Monday, 13 March 2017

DSPP Experiment 4 : Overlap Add and Overlap Save Methods

OAM method involves decomposing the input signal and performing linear convolution on each of them individually. The decomposed outputs are then concatenated together. The value of N chosen is generally a power of 2.
Overlap Add Method
OSM method involves decomposing of input. But in this method, we divide the output signals and find the resultant as opposed to dividing the input signals in OAM and perform zero padding to modify the input signal x[n] and zero padding to h[n]. 

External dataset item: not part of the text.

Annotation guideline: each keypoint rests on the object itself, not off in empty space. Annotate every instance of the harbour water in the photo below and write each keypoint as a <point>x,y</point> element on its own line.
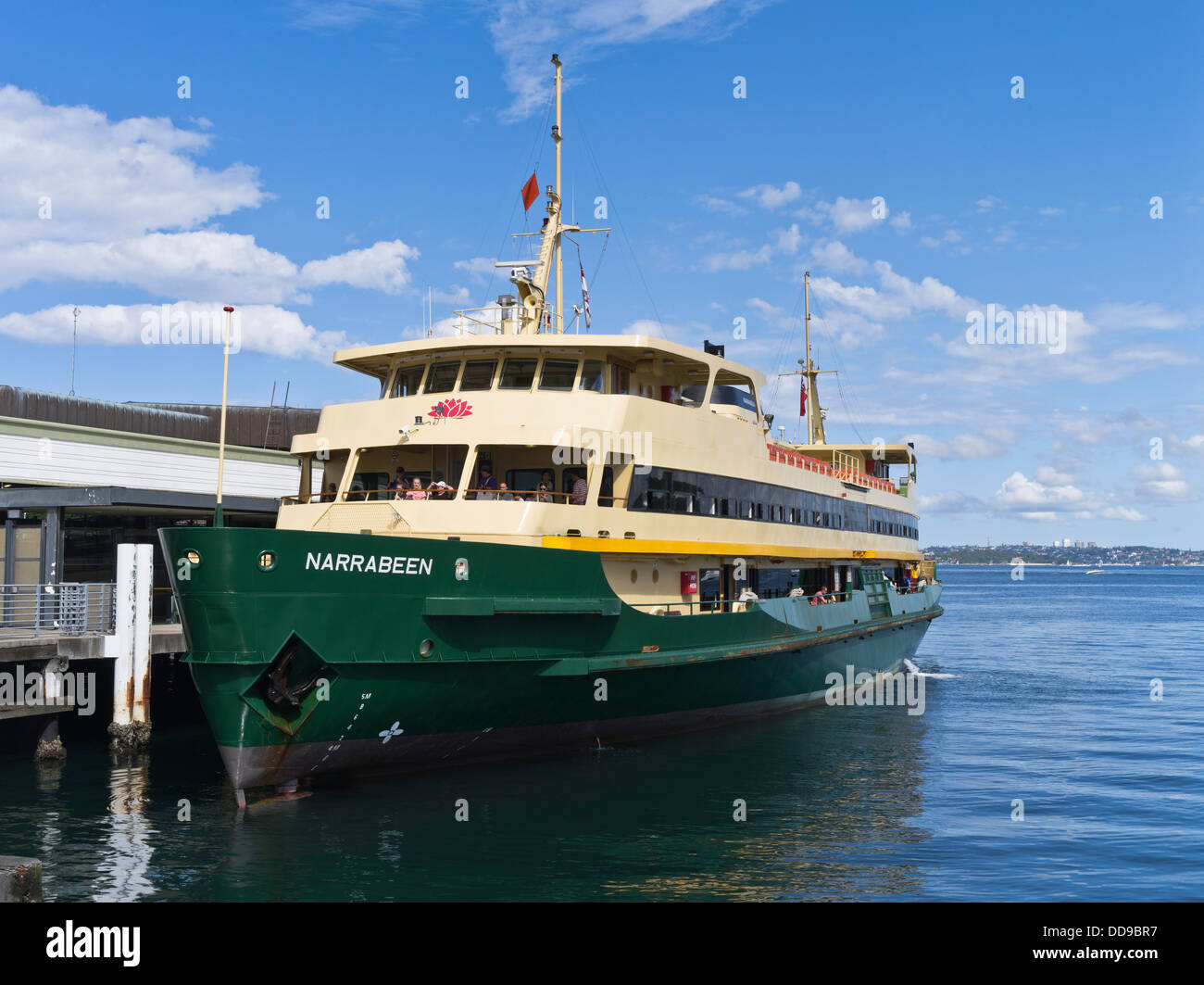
<point>1050,703</point>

OAM and OSM are Block Processing Techniques and are suitable for real time signal processing.

Image source : Wikipedia

DSPP Experiment 3 : Fast Fourier Transform

In today's world, real time processing of signals is required, be it in stock markets or industrial applications, where even a difference of a seconds can lead to losses in millions. Hence, using conventional DFT algorithm is not feasible and Fast Fourier Transform was developed by two friends Cooley and Tukey in 1965. 

We studied implementing FFT using Radix-2 Decimation In Time Fast Fourier Transform(DITFFT) algorithm. The signal is decimated in time domain which helps to reduce the number of complex calculations. This, in turn increases the speed of processing. The order of the inputs and outputs are in a bit reversed manner. 

For example, when N=4; while DFT takes 240 real additions and 256 real multiplications, the numbers in FFT are reduced to 16 and 48 respectively!!


Thus, FFT is faster, efficient and more easily realizable at higher values of N.

DSPP Experiment 2 : Discrete Fourier Transform

Discrete Fourier Transform (DFT) is the sampled form of DTFT(Discrete Time Fourier Transform).

It was realized on plotting the magnitude spectrum, that on appending zeros at the end of the input signal, gives us a better spectrum, on which
1. Reduces error
2. Frequency spacing decreases 
3. Spectrum resolution increases. If we expand the original time domain signal, the DFT output gets compressed and vice versa.

To perform DFT, we need to perform [4N(^2)] real multiplications and [4N(^2) - 2N] real additions. For N=4, these values are 240 and 256 respectively. Thus, DFT requires a lot of mathematical computation which renders it to be quite slow for practical applications. A better way is to use Fast Fourier Transform which we will look into in the third experiment. 

DSPP Experiment 1 : Convolution and Correlation Algorithms

Convolution involves finding output of a Linear Time Invariant system. Correlation provides degree of similarity between  two signals.
The user inputs the signals x(n) and h(n).

To find convolution, the length of the signals are calculated to be L and M respectively. Thus, the length of output signal is given by
1. L= N + M - 1 For linear convolution
2. L= Max(N, M) For circular convolution
3. L >= N + M - 1 For linear convolution by circular convolution

To find correlation, the output y(n) is an even signal i.e. y(n)=y(-n). 
1. If the input signals are delayed, the output does not change. 
2. If we try cross correlation of a signal with its delayed self, we get a result that is an advanced signal from the auto correlation output.